As in any academic or scientific organizational study, it is interesting, provocative and opportune to add, along with several other conceptions and propositions, the understanding of how knowledge can be managed in the researched cases. Knowledge, as it can be built from data and information, is regarded as a critical organizational component for several usual and infrequent tasks, plans and actions such as strategic planning, monitoring, innovation management, project design, effective customer interactions, among many others (Jamil, 2014). Paying specific attention to knowledge creation, sharing, retention, valorization and strategic application can result in an increased perception when investigating any case, allowing a manager to have a clearer evaluation around typical or uncommon decision-taking definitions and its related unfolding (Brockman & William, 2002; Choo, 2005; Sandhawalia & Dalcher, 2014).

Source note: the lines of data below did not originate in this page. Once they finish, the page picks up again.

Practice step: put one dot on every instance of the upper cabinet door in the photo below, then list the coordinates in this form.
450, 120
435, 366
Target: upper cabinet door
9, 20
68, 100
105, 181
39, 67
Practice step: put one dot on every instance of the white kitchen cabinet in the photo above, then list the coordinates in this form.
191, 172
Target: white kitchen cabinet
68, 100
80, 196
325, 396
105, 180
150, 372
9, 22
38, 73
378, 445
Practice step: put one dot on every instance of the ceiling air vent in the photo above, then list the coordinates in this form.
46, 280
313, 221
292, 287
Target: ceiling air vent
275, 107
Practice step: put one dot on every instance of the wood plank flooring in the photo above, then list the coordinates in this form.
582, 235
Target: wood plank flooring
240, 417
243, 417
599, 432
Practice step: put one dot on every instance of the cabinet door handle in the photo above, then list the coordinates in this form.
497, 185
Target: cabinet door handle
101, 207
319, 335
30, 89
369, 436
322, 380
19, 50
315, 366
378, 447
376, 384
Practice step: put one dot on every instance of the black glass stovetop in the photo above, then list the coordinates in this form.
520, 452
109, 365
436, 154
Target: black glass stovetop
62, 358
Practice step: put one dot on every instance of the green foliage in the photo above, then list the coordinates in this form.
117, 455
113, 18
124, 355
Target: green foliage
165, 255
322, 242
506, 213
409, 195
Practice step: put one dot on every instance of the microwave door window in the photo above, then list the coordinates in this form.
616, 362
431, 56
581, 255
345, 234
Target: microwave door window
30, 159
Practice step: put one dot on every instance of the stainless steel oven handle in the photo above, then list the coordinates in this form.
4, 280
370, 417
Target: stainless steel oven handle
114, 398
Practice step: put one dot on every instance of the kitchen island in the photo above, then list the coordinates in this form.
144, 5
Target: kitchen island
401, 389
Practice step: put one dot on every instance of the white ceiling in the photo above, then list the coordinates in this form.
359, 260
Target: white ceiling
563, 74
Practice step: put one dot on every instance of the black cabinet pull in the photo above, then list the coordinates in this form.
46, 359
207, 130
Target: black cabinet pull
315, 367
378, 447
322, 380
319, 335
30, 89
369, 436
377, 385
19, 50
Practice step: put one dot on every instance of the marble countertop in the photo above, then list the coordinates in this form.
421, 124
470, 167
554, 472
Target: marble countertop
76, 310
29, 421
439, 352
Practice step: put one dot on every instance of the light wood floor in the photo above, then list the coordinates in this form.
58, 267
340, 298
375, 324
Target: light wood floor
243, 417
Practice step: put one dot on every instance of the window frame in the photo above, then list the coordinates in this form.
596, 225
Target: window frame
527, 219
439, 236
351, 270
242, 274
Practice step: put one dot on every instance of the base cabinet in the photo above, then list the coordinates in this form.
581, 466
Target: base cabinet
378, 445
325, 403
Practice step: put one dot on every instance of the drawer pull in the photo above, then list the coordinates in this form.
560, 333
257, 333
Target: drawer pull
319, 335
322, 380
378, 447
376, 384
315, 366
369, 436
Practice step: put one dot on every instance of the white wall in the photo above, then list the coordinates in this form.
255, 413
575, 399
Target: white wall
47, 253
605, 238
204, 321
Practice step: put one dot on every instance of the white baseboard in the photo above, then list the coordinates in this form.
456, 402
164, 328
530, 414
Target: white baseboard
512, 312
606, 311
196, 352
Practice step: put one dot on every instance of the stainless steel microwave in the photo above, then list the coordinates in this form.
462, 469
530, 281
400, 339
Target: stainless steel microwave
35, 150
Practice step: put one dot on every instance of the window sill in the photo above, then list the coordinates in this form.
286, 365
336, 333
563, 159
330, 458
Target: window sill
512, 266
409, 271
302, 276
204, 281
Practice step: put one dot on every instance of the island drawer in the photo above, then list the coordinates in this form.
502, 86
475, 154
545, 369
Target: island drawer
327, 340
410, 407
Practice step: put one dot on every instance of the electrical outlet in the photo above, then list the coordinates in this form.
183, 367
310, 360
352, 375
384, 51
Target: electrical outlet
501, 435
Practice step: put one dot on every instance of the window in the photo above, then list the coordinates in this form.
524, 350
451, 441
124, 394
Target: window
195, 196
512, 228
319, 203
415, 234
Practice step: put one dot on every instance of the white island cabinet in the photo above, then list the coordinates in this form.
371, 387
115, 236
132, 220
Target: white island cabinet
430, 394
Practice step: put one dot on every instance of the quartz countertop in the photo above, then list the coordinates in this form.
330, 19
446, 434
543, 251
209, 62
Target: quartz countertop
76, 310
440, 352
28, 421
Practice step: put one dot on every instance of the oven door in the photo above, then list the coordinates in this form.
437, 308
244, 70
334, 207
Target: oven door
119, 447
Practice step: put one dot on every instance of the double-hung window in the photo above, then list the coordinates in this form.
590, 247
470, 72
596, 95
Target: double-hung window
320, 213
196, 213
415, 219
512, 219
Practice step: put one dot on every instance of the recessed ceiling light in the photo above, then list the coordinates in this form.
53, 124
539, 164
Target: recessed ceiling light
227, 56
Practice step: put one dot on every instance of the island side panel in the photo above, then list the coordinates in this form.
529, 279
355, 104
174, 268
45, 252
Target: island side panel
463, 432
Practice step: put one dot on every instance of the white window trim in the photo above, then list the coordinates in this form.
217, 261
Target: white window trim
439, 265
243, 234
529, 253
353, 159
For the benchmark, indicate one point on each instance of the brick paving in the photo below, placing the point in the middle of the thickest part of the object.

The purpose of this chapter is to motivate, as a basic approach, to promote the debate on how tacit knowledge can be generated, applied and shared in one organization with a special focus on its perspectives to be formalized, through the explicitation process. In an initial perspective, this conversion, that seems to be desirable in all cases, can become impossible, or excessive resource-consuming (too long or expensive), or even inadvisable (Stenmark, 2001; Schoenherr, Griffith & Chandra, 2014). This chapter intends to address some common-sense beliefs around tacit knowledge, as the considerations of it always being inferior, less valuable when compared to explicit, not directed for reasonable, planned application, to be mandatorily explicited, and so forth.

This study was conducted with a conceptual background research, where the basic concepts were discussed and its relationships with other essential fundamentals evaluated. In the following, an observation of processes, methods and other aspects regarding knowledge management, specifically regarding tacit knowledge, is done allowing the focus for the proposition of generic cases, which will be analyzed in the next section. Finally, a real study case is detailed, regarding a Banking institution, where tacit knowledge was considered in a new proposition of telecommuting, as a major aspect when this new working method was introduced.

Key Terms in this Chapter

Strategic Knowledge Management: A view of two main organizational aspects regarding knowledge management: monitoring of knowledge applied for organizational strategic purposes and, as a derivation of this first approach, the knowledge application for strategic decision making.

Knowledge Management: A continuous process, regarded to any kind of management, that identifies actions, tasks and subprocesses focusing knowledge. Typically involves generation or capture, storing or registering, sharing, monitoring and valuation.

Explicit Knowledge: Refers to formal, structured, formally shared and registered type of knowledge. It usually refers to processes descriptions, routines, algorithms and logic descriptions. It was conceptualized from the Works of Dr. Michael Polanyi.

Tacit Knowledge: Refers to informal, intuitively generated, informally shared and registered knowledge. It was conceputalized from the Works of Dr. Michael Polanyi.

Social Media Knowledge: Unstructured, mainly tacit knowledge intensively produced, by means of social interactions by users, through social media platforms.